Jylkkä Jussi, Stickley Zachary, Fellman Daniel, Waris Otto, Ritakallio Liisa, Little Todd D, Salmi Juha, Laine Matti
Department of Psychology, Åbo Akademi University, Abo, Finland.
College of Education, Texas Tech University, Lubbock, TX, USA.
Q J Exp Psychol (Hove). 2025 Aug;78(8):1547-1563. doi: 10.1177/17470218241278272. Epub 2024 Sep 18.
Measurement of cognitive functions is typically based on the implicit assumption that the mental architecture underlying cognitive task performance is constant throughout the task. In contrast, skill learning theory implies that cognitively demanding task performance is an adaptive process that progresses from initial heavy engagement of effortful and task-general metacognitive and executive control processes towards more automatic and task-specific performance. However, this hypothesis is rarely applied to the short time spans of traditional cognitive tasks such as working memory (WM) tasks. We utilised longitudinal structural equation models on two well-powered data sets to test the hypothesis that the initial stages of WM task performances load heavily on a task-general g-factor and then start to diverge towards factors specific to task structure.

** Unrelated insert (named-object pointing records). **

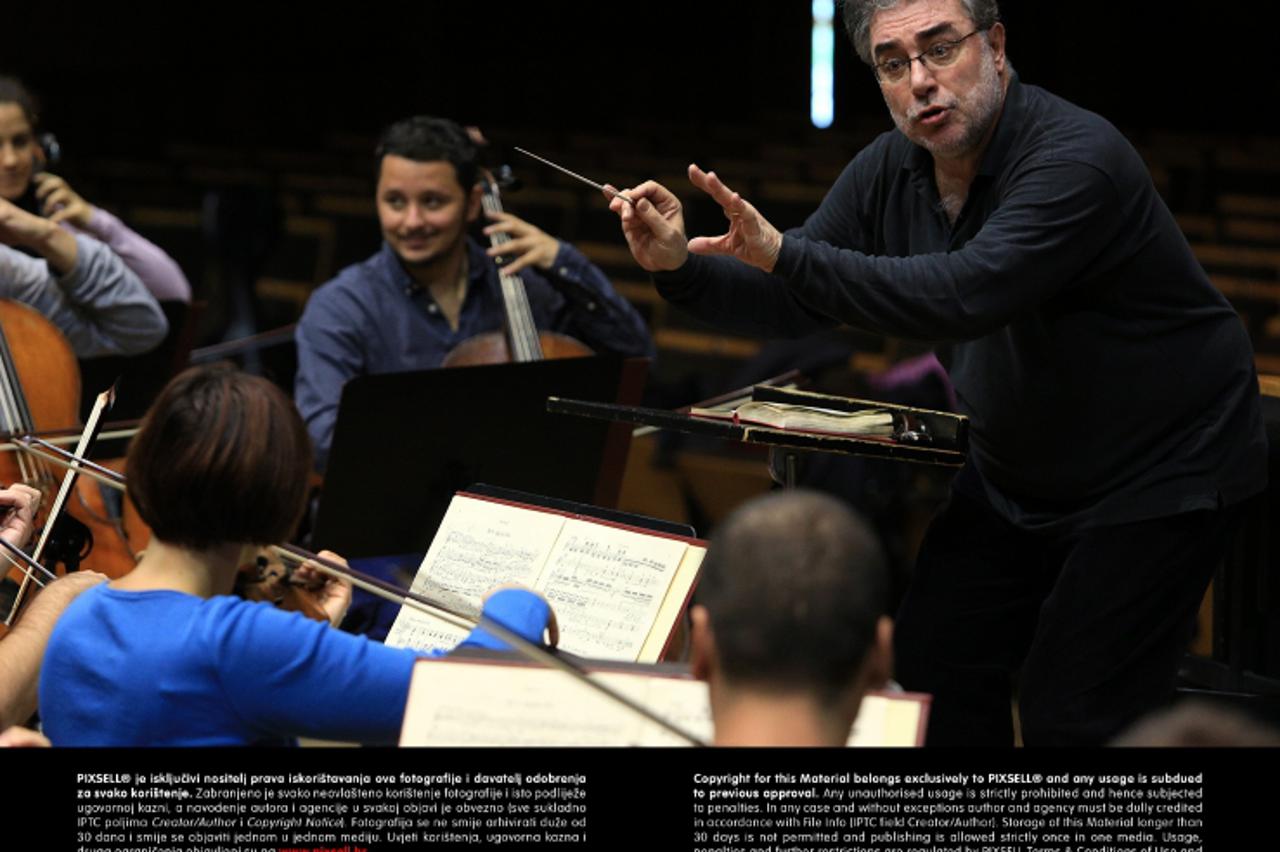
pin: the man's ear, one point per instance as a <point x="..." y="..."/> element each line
<point x="702" y="644"/>
<point x="996" y="39"/>
<point x="878" y="667"/>
<point x="474" y="202"/>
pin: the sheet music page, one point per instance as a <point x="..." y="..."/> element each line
<point x="479" y="545"/>
<point x="606" y="585"/>
<point x="887" y="719"/>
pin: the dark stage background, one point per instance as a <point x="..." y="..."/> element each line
<point x="213" y="72"/>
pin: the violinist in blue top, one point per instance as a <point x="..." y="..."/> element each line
<point x="167" y="656"/>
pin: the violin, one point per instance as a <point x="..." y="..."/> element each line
<point x="520" y="340"/>
<point x="40" y="389"/>
<point x="407" y="598"/>
<point x="268" y="578"/>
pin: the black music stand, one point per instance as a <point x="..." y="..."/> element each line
<point x="405" y="443"/>
<point x="922" y="435"/>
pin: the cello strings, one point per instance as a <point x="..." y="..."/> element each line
<point x="524" y="331"/>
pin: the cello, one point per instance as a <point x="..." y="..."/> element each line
<point x="520" y="340"/>
<point x="39" y="390"/>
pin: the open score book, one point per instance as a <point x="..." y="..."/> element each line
<point x="617" y="591"/>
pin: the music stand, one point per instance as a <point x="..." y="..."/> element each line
<point x="405" y="443"/>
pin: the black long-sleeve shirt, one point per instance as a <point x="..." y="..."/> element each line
<point x="1105" y="376"/>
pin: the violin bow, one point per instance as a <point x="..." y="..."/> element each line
<point x="104" y="402"/>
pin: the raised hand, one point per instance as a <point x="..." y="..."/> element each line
<point x="750" y="237"/>
<point x="653" y="225"/>
<point x="60" y="202"/>
<point x="18" y="504"/>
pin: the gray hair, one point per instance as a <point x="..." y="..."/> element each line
<point x="859" y="13"/>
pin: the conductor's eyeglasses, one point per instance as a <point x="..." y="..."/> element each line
<point x="940" y="54"/>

In line with the hypothesis, data from the first experiment ( = 296) were successfully fitted in a model with task-initial unity of the WM paradigm-specific latent factors, after which their intercorrelations started to diverge. The second experiment ( = 201) replicated this pattern except for one paradigm-specific latent factor. These preliminary results suggest that the processes underlying WM task performance tend to progress rapidly from more task-general towards task-specific, in line with the cognitive skill learning framework. Such task-internal dynamics has important implications for the measurement of complex cognitive functions.

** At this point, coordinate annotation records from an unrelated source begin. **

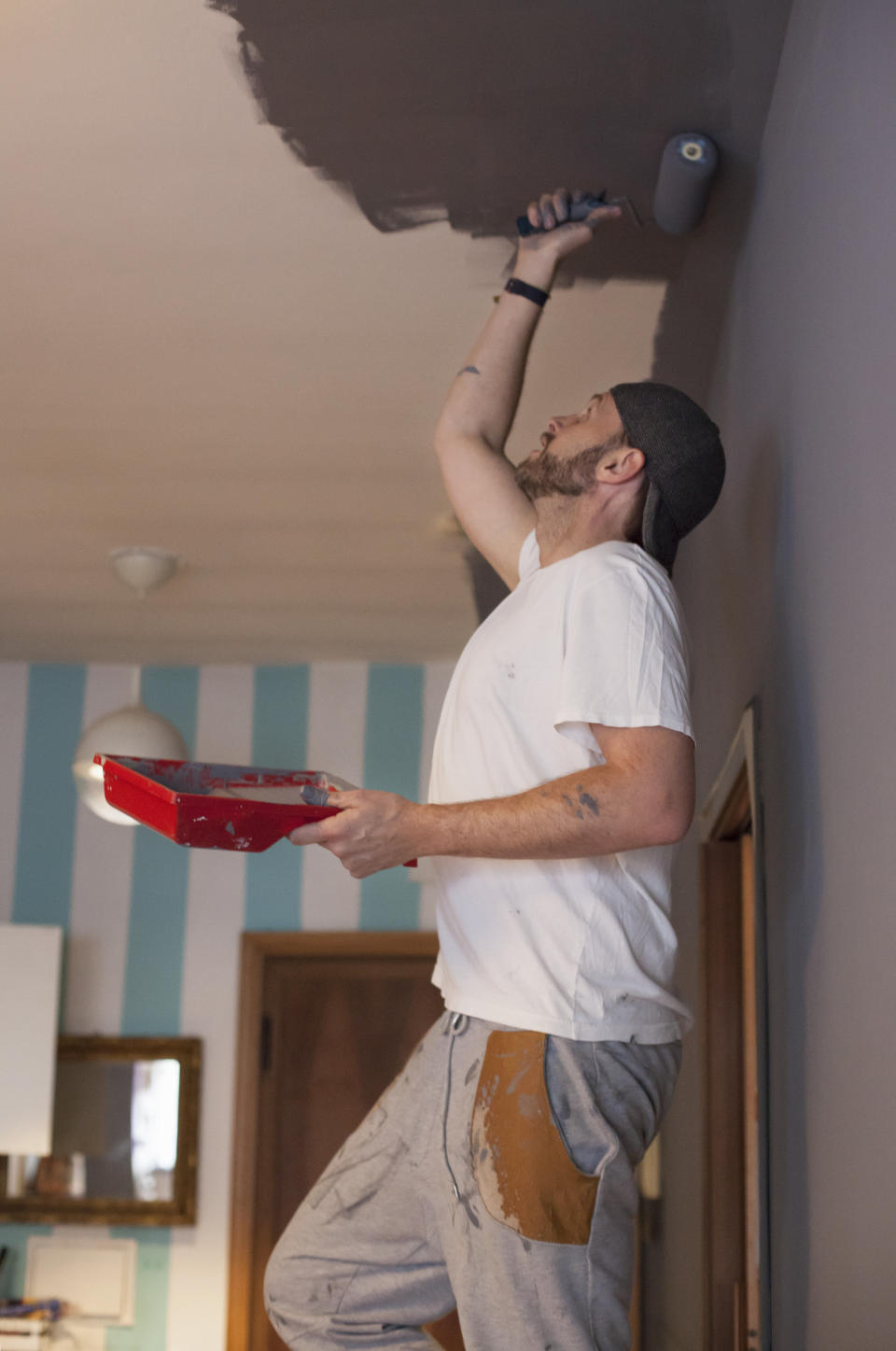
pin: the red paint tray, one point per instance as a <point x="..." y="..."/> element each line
<point x="232" y="807"/>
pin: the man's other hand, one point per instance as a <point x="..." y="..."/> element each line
<point x="371" y="831"/>
<point x="561" y="235"/>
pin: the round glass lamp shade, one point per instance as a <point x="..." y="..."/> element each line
<point x="130" y="731"/>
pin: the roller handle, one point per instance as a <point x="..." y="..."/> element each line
<point x="578" y="211"/>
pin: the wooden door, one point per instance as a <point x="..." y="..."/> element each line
<point x="733" y="1076"/>
<point x="326" y="1021"/>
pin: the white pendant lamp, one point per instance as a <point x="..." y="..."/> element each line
<point x="133" y="730"/>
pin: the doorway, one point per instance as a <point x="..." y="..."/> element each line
<point x="734" y="1063"/>
<point x="326" y="1021"/>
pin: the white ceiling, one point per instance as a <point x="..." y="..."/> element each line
<point x="208" y="347"/>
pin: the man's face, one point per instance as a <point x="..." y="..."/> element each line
<point x="572" y="446"/>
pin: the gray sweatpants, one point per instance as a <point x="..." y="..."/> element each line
<point x="497" y="1175"/>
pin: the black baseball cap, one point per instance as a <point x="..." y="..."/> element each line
<point x="684" y="461"/>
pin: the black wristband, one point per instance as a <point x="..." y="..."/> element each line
<point x="522" y="288"/>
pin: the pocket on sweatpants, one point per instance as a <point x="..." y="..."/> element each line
<point x="524" y="1172"/>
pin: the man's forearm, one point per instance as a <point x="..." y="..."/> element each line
<point x="483" y="401"/>
<point x="597" y="810"/>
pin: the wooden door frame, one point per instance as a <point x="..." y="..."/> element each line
<point x="733" y="810"/>
<point x="256" y="950"/>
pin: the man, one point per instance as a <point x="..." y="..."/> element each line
<point x="497" y="1175"/>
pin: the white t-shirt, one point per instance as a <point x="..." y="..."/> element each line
<point x="578" y="948"/>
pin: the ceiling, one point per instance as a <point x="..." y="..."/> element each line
<point x="246" y="248"/>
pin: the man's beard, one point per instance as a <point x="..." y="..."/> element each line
<point x="548" y="474"/>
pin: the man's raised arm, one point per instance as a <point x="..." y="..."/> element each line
<point x="482" y="402"/>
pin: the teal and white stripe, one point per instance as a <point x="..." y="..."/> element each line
<point x="153" y="931"/>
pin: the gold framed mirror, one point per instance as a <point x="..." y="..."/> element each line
<point x="124" y="1136"/>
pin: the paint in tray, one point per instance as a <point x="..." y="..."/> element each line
<point x="207" y="806"/>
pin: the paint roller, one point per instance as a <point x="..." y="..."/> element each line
<point x="680" y="197"/>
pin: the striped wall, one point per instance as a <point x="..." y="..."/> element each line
<point x="153" y="930"/>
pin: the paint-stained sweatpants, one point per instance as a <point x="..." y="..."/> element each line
<point x="497" y="1175"/>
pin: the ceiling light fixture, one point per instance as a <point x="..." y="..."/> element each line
<point x="133" y="730"/>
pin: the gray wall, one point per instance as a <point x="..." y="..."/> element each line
<point x="790" y="589"/>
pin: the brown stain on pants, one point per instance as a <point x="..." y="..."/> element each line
<point x="522" y="1169"/>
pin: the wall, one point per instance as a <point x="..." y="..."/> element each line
<point x="153" y="928"/>
<point x="790" y="586"/>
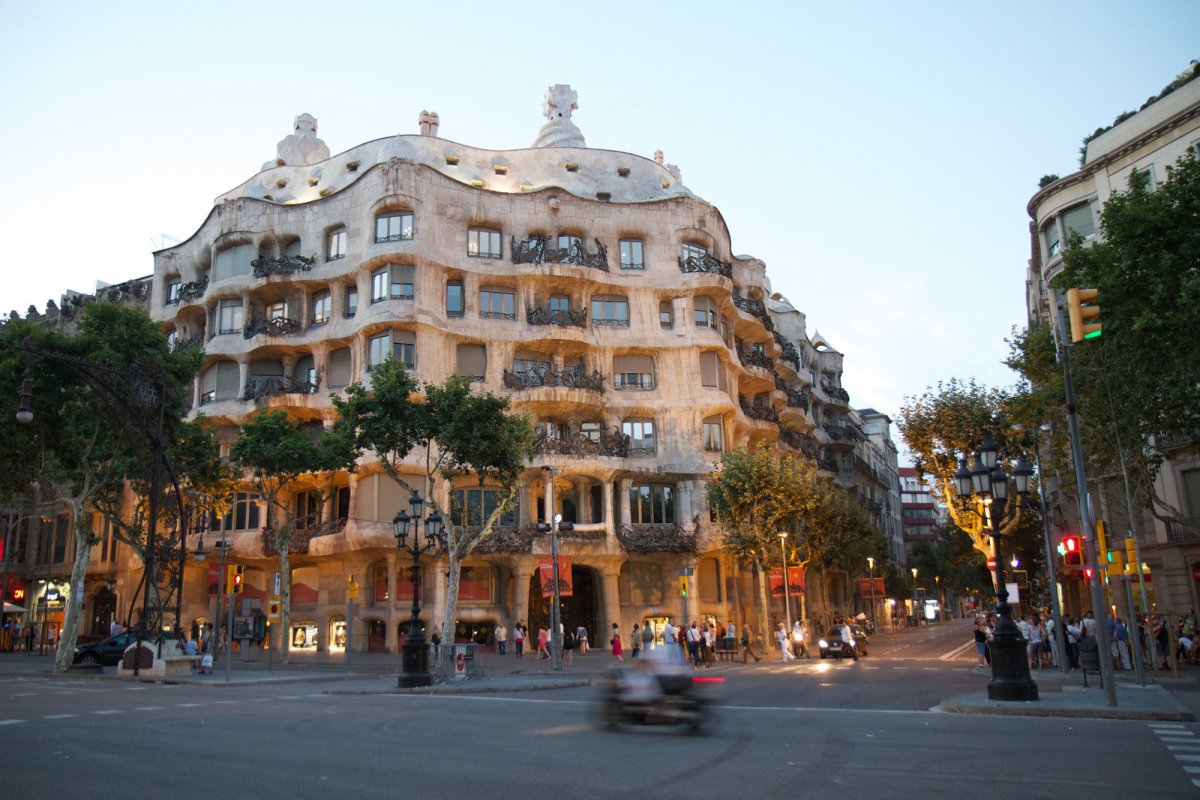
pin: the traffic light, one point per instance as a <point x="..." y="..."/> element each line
<point x="234" y="576"/>
<point x="1084" y="311"/>
<point x="1072" y="551"/>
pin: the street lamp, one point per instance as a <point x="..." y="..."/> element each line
<point x="415" y="661"/>
<point x="787" y="600"/>
<point x="989" y="485"/>
<point x="870" y="566"/>
<point x="916" y="615"/>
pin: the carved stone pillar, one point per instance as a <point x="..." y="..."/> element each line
<point x="390" y="638"/>
<point x="611" y="588"/>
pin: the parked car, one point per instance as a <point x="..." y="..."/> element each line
<point x="106" y="651"/>
<point x="832" y="645"/>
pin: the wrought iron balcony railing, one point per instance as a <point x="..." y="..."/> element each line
<point x="555" y="378"/>
<point x="537" y="250"/>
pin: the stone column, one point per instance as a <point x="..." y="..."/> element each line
<point x="521" y="573"/>
<point x="390" y="639"/>
<point x="611" y="583"/>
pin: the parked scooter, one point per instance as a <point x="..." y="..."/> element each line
<point x="653" y="693"/>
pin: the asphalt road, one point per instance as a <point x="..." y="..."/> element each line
<point x="813" y="729"/>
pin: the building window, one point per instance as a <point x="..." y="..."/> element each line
<point x="497" y="302"/>
<point x="610" y="310"/>
<point x="393" y="282"/>
<point x="484" y="242"/>
<point x="399" y="343"/>
<point x="322" y="307"/>
<point x="394" y="227"/>
<point x="652" y="504"/>
<point x="335" y="247"/>
<point x="631" y="254"/>
<point x="475" y="506"/>
<point x="243" y="513"/>
<point x="633" y="372"/>
<point x="691" y="250"/>
<point x="231" y="317"/>
<point x="641" y="437"/>
<point x="454" y="299"/>
<point x="713" y="434"/>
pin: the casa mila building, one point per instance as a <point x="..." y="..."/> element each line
<point x="591" y="286"/>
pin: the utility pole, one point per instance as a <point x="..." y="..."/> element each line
<point x="1091" y="543"/>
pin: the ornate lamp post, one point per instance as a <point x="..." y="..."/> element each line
<point x="415" y="659"/>
<point x="989" y="483"/>
<point x="870" y="566"/>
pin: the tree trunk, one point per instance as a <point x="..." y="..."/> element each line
<point x="762" y="603"/>
<point x="70" y="633"/>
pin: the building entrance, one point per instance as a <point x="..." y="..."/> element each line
<point x="577" y="609"/>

认知功能的测量通常基于一个隐含的假设,即认知任务表现背后的心理结构在整个任务过程中是恒定的。相比之下,技能学习理论意味着,需要认知能力的任务表现是一个适应性过程,它从最初对费力的、任务通用的元认知和执行控制过程的大量投入,发展到更自动的、特定于任务的表现。然而,这一假设很少应用于传统认知任务(如工作记忆(WM)任务)的短时间跨度。我们利用两个强大数据集上的纵向结构方程模型来检验这一假设,即WM任务表现的初始阶段在很大程度上依赖于任务通用的g因素,然后开始向特定于任务结构的因素分化。与该假设一致,第一个实验(n = 296)的数据成功拟合到一个模型中,该模型中WM范式特定的潜在因素在任务开始时是统一的,之后它们的相互关系开始分化。第二个实验(n = 201)重复了这种模式,但有一个范式特定的潜在因素除外。这些初步结果表明,WM任务表现背后的过程倾向于迅速从更通用的任务发展到特定于任务的表现,这与认知技能学习框架一致。这种任务内部动态对复杂认知功能的测量具有重要意义。